Waymo is currently building out a network of depots in Los Angeles, Phoenix, and San Francisco and hiring people to clean, charge, and repair its cars. Recently Waymo signed a deal to offload some of these functions to Uber in its next two markets: Austin and Atlanta. But it will still take time for Uber to build the infrastructure required to provide these services.
If Tesla is serious about entering the robotaxi market, it’s going to need the same kind of infrastructure. Tesla may be able to hire third-party companies to do much of this work, but it’s still going to take a lot of time to identify partners and negotiate deals across dozens of cities.
So it’s not like Tesla is going to be able to create a robotaxi network simply by pushing out a better version of FSD. Tesla is going to have to do a lot of the same hard work as Waymo.
So that’s a big thing I’ll be watching for at tonight’s event: is Tesla building the non-software infrastructure that will be required to offer a nationwide taxi network? If not, then I’m going to be very skeptical of any claims about an imminent Tesla robotaxi service, no matter how impressive Tesla’s demos are.

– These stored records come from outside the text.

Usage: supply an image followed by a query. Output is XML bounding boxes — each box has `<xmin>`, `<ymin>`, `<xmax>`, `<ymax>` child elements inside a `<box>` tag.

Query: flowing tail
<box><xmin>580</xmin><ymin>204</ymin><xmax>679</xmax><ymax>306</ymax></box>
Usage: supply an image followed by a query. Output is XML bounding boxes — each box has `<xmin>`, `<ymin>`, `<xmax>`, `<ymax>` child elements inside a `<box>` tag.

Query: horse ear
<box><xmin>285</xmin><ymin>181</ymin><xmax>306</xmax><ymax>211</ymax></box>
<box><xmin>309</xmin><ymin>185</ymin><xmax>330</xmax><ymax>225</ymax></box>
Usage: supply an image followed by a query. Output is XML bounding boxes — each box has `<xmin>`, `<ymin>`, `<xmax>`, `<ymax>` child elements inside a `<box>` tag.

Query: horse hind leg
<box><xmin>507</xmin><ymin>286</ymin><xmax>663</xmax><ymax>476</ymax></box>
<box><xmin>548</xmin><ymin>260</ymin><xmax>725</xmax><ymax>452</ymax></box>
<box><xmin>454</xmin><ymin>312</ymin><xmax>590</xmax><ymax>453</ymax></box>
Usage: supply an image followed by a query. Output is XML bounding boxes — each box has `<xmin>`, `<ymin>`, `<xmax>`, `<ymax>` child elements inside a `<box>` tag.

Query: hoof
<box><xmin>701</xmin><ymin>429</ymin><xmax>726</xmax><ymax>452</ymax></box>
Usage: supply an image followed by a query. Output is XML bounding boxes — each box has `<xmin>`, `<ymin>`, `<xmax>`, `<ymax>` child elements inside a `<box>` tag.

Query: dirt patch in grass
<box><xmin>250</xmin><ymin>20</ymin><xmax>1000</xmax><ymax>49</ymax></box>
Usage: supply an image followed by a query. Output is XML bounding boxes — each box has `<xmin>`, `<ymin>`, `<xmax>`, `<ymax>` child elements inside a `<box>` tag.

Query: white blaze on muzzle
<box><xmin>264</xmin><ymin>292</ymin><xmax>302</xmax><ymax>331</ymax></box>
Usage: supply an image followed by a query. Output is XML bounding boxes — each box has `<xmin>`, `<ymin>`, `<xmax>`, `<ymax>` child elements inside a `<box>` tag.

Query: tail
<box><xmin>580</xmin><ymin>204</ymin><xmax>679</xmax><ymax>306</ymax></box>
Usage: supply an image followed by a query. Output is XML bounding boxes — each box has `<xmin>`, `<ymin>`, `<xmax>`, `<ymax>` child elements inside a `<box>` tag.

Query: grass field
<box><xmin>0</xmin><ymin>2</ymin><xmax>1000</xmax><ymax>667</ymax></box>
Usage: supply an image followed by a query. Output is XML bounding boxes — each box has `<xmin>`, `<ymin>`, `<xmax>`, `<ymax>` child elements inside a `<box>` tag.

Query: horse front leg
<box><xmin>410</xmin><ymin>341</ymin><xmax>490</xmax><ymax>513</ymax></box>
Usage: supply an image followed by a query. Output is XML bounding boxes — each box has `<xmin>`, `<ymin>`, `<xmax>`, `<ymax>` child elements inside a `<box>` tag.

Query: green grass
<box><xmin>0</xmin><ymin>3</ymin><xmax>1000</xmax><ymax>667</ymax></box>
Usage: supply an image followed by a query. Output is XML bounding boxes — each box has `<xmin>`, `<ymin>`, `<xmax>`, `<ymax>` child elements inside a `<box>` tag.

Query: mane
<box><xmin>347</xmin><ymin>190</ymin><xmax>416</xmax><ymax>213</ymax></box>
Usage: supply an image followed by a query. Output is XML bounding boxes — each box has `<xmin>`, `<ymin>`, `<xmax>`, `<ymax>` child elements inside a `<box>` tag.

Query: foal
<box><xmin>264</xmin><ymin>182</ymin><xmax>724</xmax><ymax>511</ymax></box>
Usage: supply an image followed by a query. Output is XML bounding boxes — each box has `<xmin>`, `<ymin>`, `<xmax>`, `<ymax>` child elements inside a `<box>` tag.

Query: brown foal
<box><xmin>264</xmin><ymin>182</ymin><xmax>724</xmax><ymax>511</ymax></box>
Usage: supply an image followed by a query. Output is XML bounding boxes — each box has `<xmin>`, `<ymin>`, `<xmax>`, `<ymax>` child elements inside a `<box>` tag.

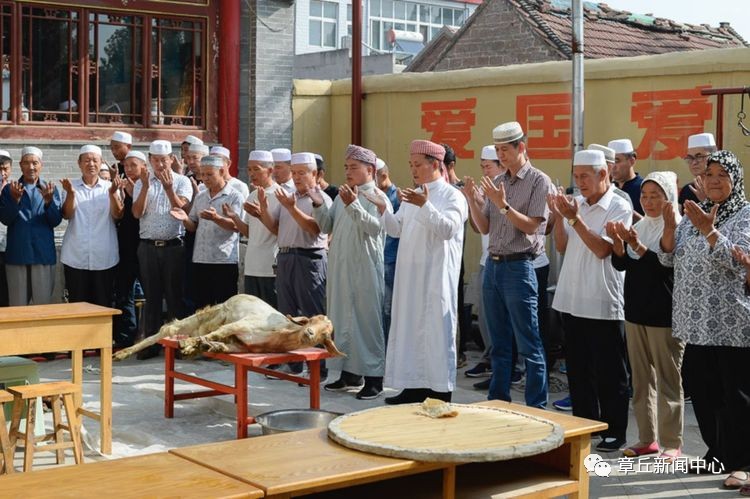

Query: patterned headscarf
<box><xmin>701</xmin><ymin>151</ymin><xmax>748</xmax><ymax>228</ymax></box>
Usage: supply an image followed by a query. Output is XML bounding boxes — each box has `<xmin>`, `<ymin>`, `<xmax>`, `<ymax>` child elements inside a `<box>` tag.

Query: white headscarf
<box><xmin>628</xmin><ymin>171</ymin><xmax>682</xmax><ymax>259</ymax></box>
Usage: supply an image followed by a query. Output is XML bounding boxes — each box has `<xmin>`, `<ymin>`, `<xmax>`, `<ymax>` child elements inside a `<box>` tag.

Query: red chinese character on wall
<box><xmin>516</xmin><ymin>93</ymin><xmax>572</xmax><ymax>159</ymax></box>
<box><xmin>422</xmin><ymin>97</ymin><xmax>477</xmax><ymax>159</ymax></box>
<box><xmin>630</xmin><ymin>87</ymin><xmax>713</xmax><ymax>160</ymax></box>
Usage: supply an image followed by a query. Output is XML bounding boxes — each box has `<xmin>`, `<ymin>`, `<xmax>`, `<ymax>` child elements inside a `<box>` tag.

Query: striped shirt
<box><xmin>483</xmin><ymin>161</ymin><xmax>554</xmax><ymax>256</ymax></box>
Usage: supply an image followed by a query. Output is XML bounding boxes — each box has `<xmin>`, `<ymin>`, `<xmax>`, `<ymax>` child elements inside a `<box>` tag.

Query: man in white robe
<box><xmin>310</xmin><ymin>145</ymin><xmax>385</xmax><ymax>400</ymax></box>
<box><xmin>368</xmin><ymin>140</ymin><xmax>468</xmax><ymax>404</ymax></box>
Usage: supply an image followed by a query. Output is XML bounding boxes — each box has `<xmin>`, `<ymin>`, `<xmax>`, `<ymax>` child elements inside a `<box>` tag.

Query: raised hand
<box><xmin>9</xmin><ymin>180</ymin><xmax>23</xmax><ymax>203</ymax></box>
<box><xmin>684</xmin><ymin>200</ymin><xmax>719</xmax><ymax>236</ymax></box>
<box><xmin>307</xmin><ymin>185</ymin><xmax>326</xmax><ymax>206</ymax></box>
<box><xmin>340</xmin><ymin>184</ymin><xmax>359</xmax><ymax>206</ymax></box>
<box><xmin>169</xmin><ymin>206</ymin><xmax>188</xmax><ymax>222</ymax></box>
<box><xmin>403</xmin><ymin>184</ymin><xmax>430</xmax><ymax>208</ymax></box>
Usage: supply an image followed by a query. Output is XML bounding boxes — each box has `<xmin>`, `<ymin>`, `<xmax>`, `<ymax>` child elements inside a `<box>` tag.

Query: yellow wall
<box><xmin>292</xmin><ymin>49</ymin><xmax>750</xmax><ymax>274</ymax></box>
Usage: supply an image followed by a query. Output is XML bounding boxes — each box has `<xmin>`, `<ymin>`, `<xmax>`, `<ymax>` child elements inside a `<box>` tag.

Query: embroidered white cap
<box><xmin>148</xmin><ymin>140</ymin><xmax>172</xmax><ymax>156</ymax></box>
<box><xmin>292</xmin><ymin>152</ymin><xmax>318</xmax><ymax>170</ymax></box>
<box><xmin>607</xmin><ymin>139</ymin><xmax>634</xmax><ymax>154</ymax></box>
<box><xmin>110</xmin><ymin>132</ymin><xmax>133</xmax><ymax>144</ymax></box>
<box><xmin>201</xmin><ymin>154</ymin><xmax>224</xmax><ymax>168</ymax></box>
<box><xmin>125</xmin><ymin>151</ymin><xmax>148</xmax><ymax>163</ymax></box>
<box><xmin>21</xmin><ymin>146</ymin><xmax>44</xmax><ymax>159</ymax></box>
<box><xmin>271</xmin><ymin>147</ymin><xmax>292</xmax><ymax>162</ymax></box>
<box><xmin>480</xmin><ymin>146</ymin><xmax>500</xmax><ymax>161</ymax></box>
<box><xmin>78</xmin><ymin>144</ymin><xmax>102</xmax><ymax>157</ymax></box>
<box><xmin>492</xmin><ymin>121</ymin><xmax>523</xmax><ymax>144</ymax></box>
<box><xmin>188</xmin><ymin>144</ymin><xmax>210</xmax><ymax>156</ymax></box>
<box><xmin>688</xmin><ymin>133</ymin><xmax>716</xmax><ymax>149</ymax></box>
<box><xmin>182</xmin><ymin>135</ymin><xmax>203</xmax><ymax>145</ymax></box>
<box><xmin>586</xmin><ymin>144</ymin><xmax>615</xmax><ymax>163</ymax></box>
<box><xmin>573</xmin><ymin>149</ymin><xmax>607</xmax><ymax>166</ymax></box>
<box><xmin>210</xmin><ymin>146</ymin><xmax>232</xmax><ymax>159</ymax></box>
<box><xmin>247</xmin><ymin>150</ymin><xmax>273</xmax><ymax>163</ymax></box>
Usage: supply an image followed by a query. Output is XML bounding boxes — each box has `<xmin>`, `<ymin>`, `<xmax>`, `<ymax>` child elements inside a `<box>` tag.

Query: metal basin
<box><xmin>255</xmin><ymin>409</ymin><xmax>341</xmax><ymax>435</ymax></box>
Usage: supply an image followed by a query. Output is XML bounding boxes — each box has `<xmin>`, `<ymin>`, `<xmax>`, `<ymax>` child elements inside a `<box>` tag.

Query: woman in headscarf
<box><xmin>607</xmin><ymin>172</ymin><xmax>685</xmax><ymax>461</ymax></box>
<box><xmin>659</xmin><ymin>151</ymin><xmax>750</xmax><ymax>488</ymax></box>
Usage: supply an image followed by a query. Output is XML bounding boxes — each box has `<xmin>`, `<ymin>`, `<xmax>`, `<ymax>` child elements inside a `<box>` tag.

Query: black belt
<box><xmin>279</xmin><ymin>248</ymin><xmax>324</xmax><ymax>258</ymax></box>
<box><xmin>141</xmin><ymin>237</ymin><xmax>182</xmax><ymax>248</ymax></box>
<box><xmin>490</xmin><ymin>253</ymin><xmax>535</xmax><ymax>262</ymax></box>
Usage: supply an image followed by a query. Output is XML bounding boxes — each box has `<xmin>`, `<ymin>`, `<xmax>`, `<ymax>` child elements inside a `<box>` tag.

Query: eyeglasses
<box><xmin>682</xmin><ymin>154</ymin><xmax>710</xmax><ymax>165</ymax></box>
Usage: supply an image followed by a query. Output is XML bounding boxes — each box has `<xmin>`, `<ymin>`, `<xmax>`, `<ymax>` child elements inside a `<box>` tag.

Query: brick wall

I hope after tonight's announcement we will be able to have an equivalent diagram for Tesla to the Dolgov one you have here. Not something I know much about but I hear that it will be based on a sort of LLM-like "Large [Tesla driver driving responses to visual inputs] Model " trained on data collected from Tesla cars being driven. Is there anything to that notion?
Indeed, Tesla does not have any magic way of leap-frogging Waymo. Same hard problems everywhere.
Besides, Tesla does not use lidar. Vision alone was repeatedly shown to be not robust enough.
That said, Waymo still likely has work cut for it. Freeway driving, rare events. It is not only a matter of having more cars. But unlike Musk, Dolgov does not think bluster will pave over issues.